Cissel is not the only modern retailer in India who has picked up the trend of kiranawallahs lining up outside hypermarkets for deals on days of discount and bargain offers that are more that what fast-moving consumer goods (FMCG) companies offer them. Future Group's Big Bazaar has noticed it ever since it began its 'Sabse Sasta Din' scheme on Republic Day in 2006.
However, of late kirana owners have found many more opportunities to procure consumer products as retailers offer yearly, monthly and even weekly discounts to beat the slowdown blues, literally turning air-conditioned aisles of their stores into a flea market.
What gets the average kiranawallah excited is the huge margin on offer. Take, for instance, Ganesh Patil who runs a small grocery store in Mumbai's western suburb of Borivali. At his store, a two litre bottle of Coca-Cola sports a price tag of Rs 65; the thrifty Patil was able to purchase it for just Rs 39 from one of the modern retailers recently during an Independence Week sale. That makes his margin a whopping 40%.
The same product sourced from company's distributor would have earned him just 9%. Another example: Patil purchased a 2 kilo pack of Surf Excel Quick Wash, which bears a price-tag of Rs 320, for Rs 260 during the same period from the same hypermarket.
"Our margin for these products is more than double what we get from company's distributors," contends Patil, who spent over Rs 80,000 at the recent shopping spree at a larger rival's store.
Retailers including Future Group, Reliance Retail, HyperCity and Aditya Birla Retail aren't too chuffed with this new breed of consumers. "We offer discounts for consumers and not for resellers.

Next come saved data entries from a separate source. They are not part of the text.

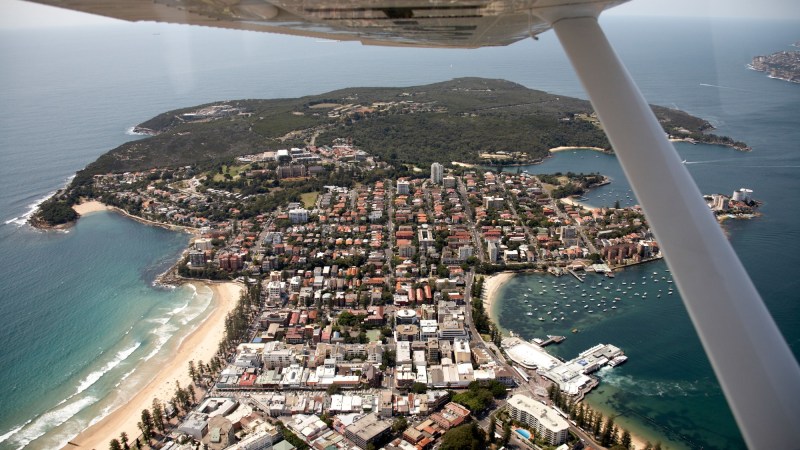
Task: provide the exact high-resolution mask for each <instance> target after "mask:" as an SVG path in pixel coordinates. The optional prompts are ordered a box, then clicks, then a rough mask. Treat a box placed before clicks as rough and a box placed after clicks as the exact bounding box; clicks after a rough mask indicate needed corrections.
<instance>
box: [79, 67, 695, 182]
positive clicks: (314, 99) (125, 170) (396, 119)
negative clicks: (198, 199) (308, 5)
mask: <svg viewBox="0 0 800 450" xmlns="http://www.w3.org/2000/svg"><path fill="white" fill-rule="evenodd" d="M653 109H654V111H655V112H656V115H657V116H658V118H659V120H660V121H661V123H662V124H663V125H664V128H665V130H666V131H667V132H668V133H670V134H679V135H680V134H683V135H687V137H688V135H689V134H692V135H695V136H697V135H699V136H706V135H702V134H701V132H702V131H703V130H706V129H708V128H710V127H711V126H710V124H709V123H708V122H706V121H704V120H702V119H699V118H696V117H693V116H691V115H689V114H686V113H684V112H682V111H677V110H672V109H667V108H662V107H653ZM203 110H206V112H208V111H212V110H213V111H214V114H211V115H209V114H205V115H204V114H202V112H203ZM198 112H200V113H198ZM137 130H138V131H140V132H145V133H149V134H152V136H150V137H148V138H145V139H140V140H136V141H132V142H128V143H126V144H123V145H121V146H119V147H117V148H116V149H113V150H111V151H110V152H108V153H106V154H104V155H102V156H101V157H100V158H98V159H97V160H96V161H95V162H93V163H91V164H90V165H89V166H87V167H86V169H84V171H82V172H83V173H81V174H79V175H94V174H102V173H109V172H126V171H137V170H145V169H150V168H154V167H176V166H182V165H190V164H198V163H203V162H215V161H220V160H229V159H230V158H232V157H235V156H240V155H245V154H250V153H254V152H260V151H265V150H274V149H279V148H287V147H291V146H303V145H306V144H307V143H309V142H311V141H312V139H313V142H314V143H315V144H316V145H330V144H332V142H333V140H334V139H336V138H351V139H352V143H353V145H355V146H357V147H359V148H361V149H362V150H365V151H367V152H368V153H371V154H373V155H377V156H379V157H381V158H383V159H384V160H385V161H397V162H407V163H417V164H429V163H431V162H433V161H463V162H473V163H474V162H479V161H480V159H479V155H480V154H481V153H493V152H498V151H504V152H521V153H523V154H526V155H527V156H528V159H529V160H535V159H541V158H543V157H545V156H547V151H548V149H550V148H552V147H558V146H593V147H602V148H606V149H609V150H610V145H609V143H608V140H607V139H606V137H605V134H604V133H603V131H602V129H601V128H600V126H599V123H598V122H597V121H596V120H595V119H594V116H593V110H592V107H591V105H590V103H589V102H588V101H586V100H580V99H576V98H571V97H566V96H562V95H553V94H548V93H546V92H542V91H537V90H533V89H528V88H526V87H524V86H522V85H519V84H516V83H512V82H509V81H505V80H489V79H480V78H459V79H455V80H451V81H446V82H441V83H434V84H430V85H425V86H413V87H403V88H381V87H375V88H348V89H341V90H337V91H333V92H328V93H325V94H319V95H313V96H307V97H301V98H294V99H271V100H236V101H228V102H216V103H211V104H206V105H200V106H194V107H190V108H183V109H178V110H174V111H169V112H166V113H163V114H160V115H158V116H156V117H154V118H152V119H150V120H148V121H146V122H143V123H142V124H140V125H139V126H138V127H137Z"/></svg>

We don't encourage such buying trends as our suppliers are affected," says Damodar Mall, director, strategy, at Future Group. 

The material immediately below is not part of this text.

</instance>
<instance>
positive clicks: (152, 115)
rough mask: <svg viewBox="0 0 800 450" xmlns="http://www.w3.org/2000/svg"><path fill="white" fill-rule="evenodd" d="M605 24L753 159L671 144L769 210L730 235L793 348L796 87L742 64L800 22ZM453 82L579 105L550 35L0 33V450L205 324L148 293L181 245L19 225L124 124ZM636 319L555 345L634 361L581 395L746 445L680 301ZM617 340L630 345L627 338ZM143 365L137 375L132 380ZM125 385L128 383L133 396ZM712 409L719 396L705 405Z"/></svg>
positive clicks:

And they are trying everything - from capping heavily discounted products to monitoring spending patterns of frequent consumers - to discourage resellers. "We try to restrict buyers from purchasing a large number of products of a particular category. They can buy as man products as they like at full price. But during discount sales, one can't buy more than 12 pieces of a product," says Ashutosh Chakradeo, head of buying & merchandising at HyperCITY Retail.

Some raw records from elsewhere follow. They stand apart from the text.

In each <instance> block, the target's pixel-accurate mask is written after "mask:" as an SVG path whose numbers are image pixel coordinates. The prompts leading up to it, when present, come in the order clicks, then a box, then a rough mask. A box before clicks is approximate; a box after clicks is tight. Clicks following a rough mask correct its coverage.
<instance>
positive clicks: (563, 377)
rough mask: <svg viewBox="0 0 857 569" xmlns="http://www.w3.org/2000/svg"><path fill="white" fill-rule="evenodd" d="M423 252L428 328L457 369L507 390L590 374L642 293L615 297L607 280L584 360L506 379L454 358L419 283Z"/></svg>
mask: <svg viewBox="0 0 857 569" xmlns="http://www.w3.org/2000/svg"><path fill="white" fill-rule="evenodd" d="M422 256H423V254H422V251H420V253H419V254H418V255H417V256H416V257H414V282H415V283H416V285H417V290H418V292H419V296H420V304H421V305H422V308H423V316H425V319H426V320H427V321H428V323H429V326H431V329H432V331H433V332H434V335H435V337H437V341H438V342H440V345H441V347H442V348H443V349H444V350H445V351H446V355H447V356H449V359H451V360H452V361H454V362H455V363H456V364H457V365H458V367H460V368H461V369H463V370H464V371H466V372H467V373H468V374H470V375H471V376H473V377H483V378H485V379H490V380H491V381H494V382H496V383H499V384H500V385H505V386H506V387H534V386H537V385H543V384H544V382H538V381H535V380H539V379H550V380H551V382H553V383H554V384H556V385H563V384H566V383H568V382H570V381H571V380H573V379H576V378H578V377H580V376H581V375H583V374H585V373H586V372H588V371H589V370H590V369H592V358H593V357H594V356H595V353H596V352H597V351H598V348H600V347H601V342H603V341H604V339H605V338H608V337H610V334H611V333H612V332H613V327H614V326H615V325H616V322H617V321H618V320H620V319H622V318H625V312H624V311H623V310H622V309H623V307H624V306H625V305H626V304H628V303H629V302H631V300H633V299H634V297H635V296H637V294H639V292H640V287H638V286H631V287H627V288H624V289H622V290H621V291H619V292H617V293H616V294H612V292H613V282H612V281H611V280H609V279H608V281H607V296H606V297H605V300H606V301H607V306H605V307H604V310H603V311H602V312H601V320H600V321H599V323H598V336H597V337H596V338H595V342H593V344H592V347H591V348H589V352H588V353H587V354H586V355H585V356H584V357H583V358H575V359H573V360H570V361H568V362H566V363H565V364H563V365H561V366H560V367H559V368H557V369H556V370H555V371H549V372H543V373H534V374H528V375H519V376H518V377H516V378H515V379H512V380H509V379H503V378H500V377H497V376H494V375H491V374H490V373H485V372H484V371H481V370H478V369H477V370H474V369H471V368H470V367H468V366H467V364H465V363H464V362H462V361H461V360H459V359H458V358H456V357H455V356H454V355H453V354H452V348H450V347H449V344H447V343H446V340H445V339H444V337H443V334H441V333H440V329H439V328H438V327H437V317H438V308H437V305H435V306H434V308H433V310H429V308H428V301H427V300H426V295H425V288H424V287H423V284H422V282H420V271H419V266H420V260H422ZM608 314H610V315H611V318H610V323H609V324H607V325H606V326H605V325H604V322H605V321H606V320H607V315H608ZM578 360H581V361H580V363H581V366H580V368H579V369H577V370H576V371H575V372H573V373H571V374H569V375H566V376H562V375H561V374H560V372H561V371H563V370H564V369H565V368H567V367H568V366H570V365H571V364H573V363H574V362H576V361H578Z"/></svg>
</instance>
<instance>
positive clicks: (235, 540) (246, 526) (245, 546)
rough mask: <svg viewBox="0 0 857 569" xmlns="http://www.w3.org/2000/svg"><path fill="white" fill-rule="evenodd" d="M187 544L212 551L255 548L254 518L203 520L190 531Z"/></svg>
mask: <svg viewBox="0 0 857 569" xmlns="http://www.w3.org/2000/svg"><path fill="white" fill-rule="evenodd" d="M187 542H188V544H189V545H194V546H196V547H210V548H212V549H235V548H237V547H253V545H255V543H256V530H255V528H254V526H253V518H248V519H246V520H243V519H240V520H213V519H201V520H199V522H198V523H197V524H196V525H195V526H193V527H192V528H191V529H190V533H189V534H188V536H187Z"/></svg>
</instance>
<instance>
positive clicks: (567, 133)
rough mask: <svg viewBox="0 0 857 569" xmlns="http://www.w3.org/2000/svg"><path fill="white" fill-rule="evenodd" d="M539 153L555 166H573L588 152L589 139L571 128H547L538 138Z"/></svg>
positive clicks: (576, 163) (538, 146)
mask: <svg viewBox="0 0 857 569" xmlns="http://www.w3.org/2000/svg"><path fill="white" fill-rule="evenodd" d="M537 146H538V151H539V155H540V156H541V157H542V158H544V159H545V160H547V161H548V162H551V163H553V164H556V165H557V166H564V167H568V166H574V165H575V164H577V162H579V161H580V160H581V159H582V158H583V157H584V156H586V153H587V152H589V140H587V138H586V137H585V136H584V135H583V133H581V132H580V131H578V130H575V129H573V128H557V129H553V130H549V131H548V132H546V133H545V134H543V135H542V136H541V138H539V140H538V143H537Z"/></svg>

Experts, however, say that such opportunistic kiranawallahs are still a speck on the organised retail landscape. "Kirana owners may buy from modern retail stores, but that would not contribute significantly to overall sales. In small towns, it is also a novelty factor for smaller grocers to go to the nearest satellite towns to buy from larger formats, but the volumes here again aren't very high. Hence, such a trend is not sustainable in the long run," says Roosevelt D'Souza, executive director, Nielsen India.
In addition, FMCG companies aren't feeling threatened - not yet, at least - as modern trade accounts for between 7% and 10% of their total sales. "There is always a possibility of such modern retailers becoming a sort of semi-wholesale channel for kiranawallahs. But to offset that we try to avoid giving huge discounts on best-selling or popular products so that the price disparity between large and small retailers is cut to an extent," says B K Rao, general manager at Parle Products.
Ironically, the trend of kiranawallahas buying from modern retail is gaining ground at a time when political parties in the country are debating on whether foreign direct investment in retail should be allowed; the opposition's argument is that if international retailers are allowed to open stores in India, buying could shift from millions of mom & pop stores to larger rivals.
As long as modern retailers use their clout to source products at significantly cheaper prices than their smaller counterparts, traditional store owners will continue to view them as a lucrative procurement alternative. That can change only when cash and carry outlets such as those of Metro, Walmart and Carrefour multiply from just a handful now into hundreds.